A progress report from the TEI Character Encoding working group

Overview

Character encoding is the basic transportation layer for all texts
It encodes abstract characters, no other information (ideally:-)
In XML documents, the only choice for character encoding is Unicode
Some characters in Unicode are control characters or do in other ways interfere with markup
More of this is discussed in: Martin Dürst and Asmus Freytag, Unicode in XML and other Markup Languages at: http://www.unicode.org/unicode/reports/tr20/

A universal character set, jointly developed by The Unicode Consortium and ISO/IEC JTC 1/SC 2/WG 2
As of Unicode 3.2 (March 2002) more than 94000 characters are encoded.
Characters are identified by their names (except Chinese, Japanese, Korean characters)
XML can use a subset, but not something completely different.

Since P3, the TEI Guidelines provide a mechanism to declare
- The language of a document or a part thereof
- The script used to write that language
- The encoding used to serialize that script into files
- The declaration of characters used beyond those provide by that encoding
All these functions are bundled together in the WSD.

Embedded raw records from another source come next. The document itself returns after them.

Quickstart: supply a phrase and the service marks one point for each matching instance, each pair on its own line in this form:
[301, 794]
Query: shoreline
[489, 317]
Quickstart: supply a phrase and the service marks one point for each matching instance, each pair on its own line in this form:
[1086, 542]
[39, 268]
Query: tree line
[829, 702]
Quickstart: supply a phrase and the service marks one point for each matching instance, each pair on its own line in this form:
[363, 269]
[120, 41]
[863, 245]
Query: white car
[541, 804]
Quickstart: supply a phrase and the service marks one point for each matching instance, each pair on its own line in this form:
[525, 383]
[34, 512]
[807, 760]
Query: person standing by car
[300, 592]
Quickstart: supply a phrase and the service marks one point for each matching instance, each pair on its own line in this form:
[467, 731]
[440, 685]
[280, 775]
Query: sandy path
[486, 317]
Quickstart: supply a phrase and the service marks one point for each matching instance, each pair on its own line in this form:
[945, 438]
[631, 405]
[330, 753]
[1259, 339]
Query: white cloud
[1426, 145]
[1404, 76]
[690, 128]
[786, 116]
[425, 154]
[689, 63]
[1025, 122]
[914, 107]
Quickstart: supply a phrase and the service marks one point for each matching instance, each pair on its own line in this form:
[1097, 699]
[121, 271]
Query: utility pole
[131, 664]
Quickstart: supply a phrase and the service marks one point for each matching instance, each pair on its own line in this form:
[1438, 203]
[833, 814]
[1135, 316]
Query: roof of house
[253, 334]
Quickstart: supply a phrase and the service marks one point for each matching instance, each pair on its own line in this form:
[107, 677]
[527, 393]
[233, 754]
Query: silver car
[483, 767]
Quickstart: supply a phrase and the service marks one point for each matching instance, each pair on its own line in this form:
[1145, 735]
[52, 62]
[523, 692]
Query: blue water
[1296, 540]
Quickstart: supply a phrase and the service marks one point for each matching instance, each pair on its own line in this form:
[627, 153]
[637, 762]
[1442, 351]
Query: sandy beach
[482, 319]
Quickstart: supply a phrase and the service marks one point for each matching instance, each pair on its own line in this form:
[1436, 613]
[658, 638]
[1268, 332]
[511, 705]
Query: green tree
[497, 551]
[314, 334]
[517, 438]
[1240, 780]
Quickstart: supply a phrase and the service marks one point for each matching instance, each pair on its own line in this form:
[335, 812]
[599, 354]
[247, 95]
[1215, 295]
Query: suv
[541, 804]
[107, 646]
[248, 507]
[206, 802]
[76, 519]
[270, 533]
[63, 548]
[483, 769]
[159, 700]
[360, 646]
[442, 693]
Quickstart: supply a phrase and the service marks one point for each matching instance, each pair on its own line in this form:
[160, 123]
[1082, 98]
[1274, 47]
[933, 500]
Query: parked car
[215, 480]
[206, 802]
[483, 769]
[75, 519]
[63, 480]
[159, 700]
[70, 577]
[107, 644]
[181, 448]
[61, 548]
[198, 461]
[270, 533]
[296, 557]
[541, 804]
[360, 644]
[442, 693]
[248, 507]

Language/Script/Encoding are lumped together and can not be separately declared
The WSD mechanism is cumbersome and little used
A large part of the WSD has become obsolete with Unicode as the base character set
The extension mechanism relied partly on a glyph registry, which is now defunct

The TEI Guidelines are on track to its first major revision (P5)
No definite schedule has been set
Among other things, this will likely include a schema based version of the constraints of the document structure

The WG is in operation since July 2001
There have been two face-to-face meetings (and a lot of email)
The WG plans to unbundle the language/script/encoding declaration of the WSD
Information about the work and current draft documents are at http://www.tei-c.org/Activities/CE
Currently, there are three proposed modules of WSD-NG:
- A module to provide a syntax for defining new characters
- A module to define properties for characters
- A module for the linguistic description of writing systems

This was the item most hotly debated at the second meeting in Tuebingen
The following suggestions have been discussed:
1. Use Private Use Area (PUA) characters from Unicode (and escape/document them for interchange)
2. Use markup constructs (e.g. elements)
Implementation of both of the above change largely depending on whether or not entity references are available to
The problem with using markup constructs is that these can not be used in attribute values
Since not just characters, but all language properties can not be used in attribute values, the use of attributes in the TEI Guidelines might need some reconsideration

Unicode defines a set of normative properties for its characters:
- Case
- Combining Classes
- Conjoining Jamo (110011FF)
- Decomposition (Canonical and Compatibility)
- Directionality
- Jamo Short Name
- Numeric Value
- Private Use
- Special Character Properties
- Surrogate
- Mirrored
- Unicode Character Names
In addition, there are some informative properties
Text encoders may wish to fine tune these properties
This WSD module should enable to associate new properties or overwrite existing properties of characters

Eric Albright's Design of an electronic method for describing writing systems saves as a good starting point for this module
Work has begun (see CEW05) to enumerate the features needed.
A lot more needs to be done here.
One of the issues here is that text encoders frequently have to deal with two instances of a given writing system:
- The writing system as it was when the text was written
- The modern version of the writing system
A frequent requirement for digital texts is to be able to use (at least) either of these for rendering.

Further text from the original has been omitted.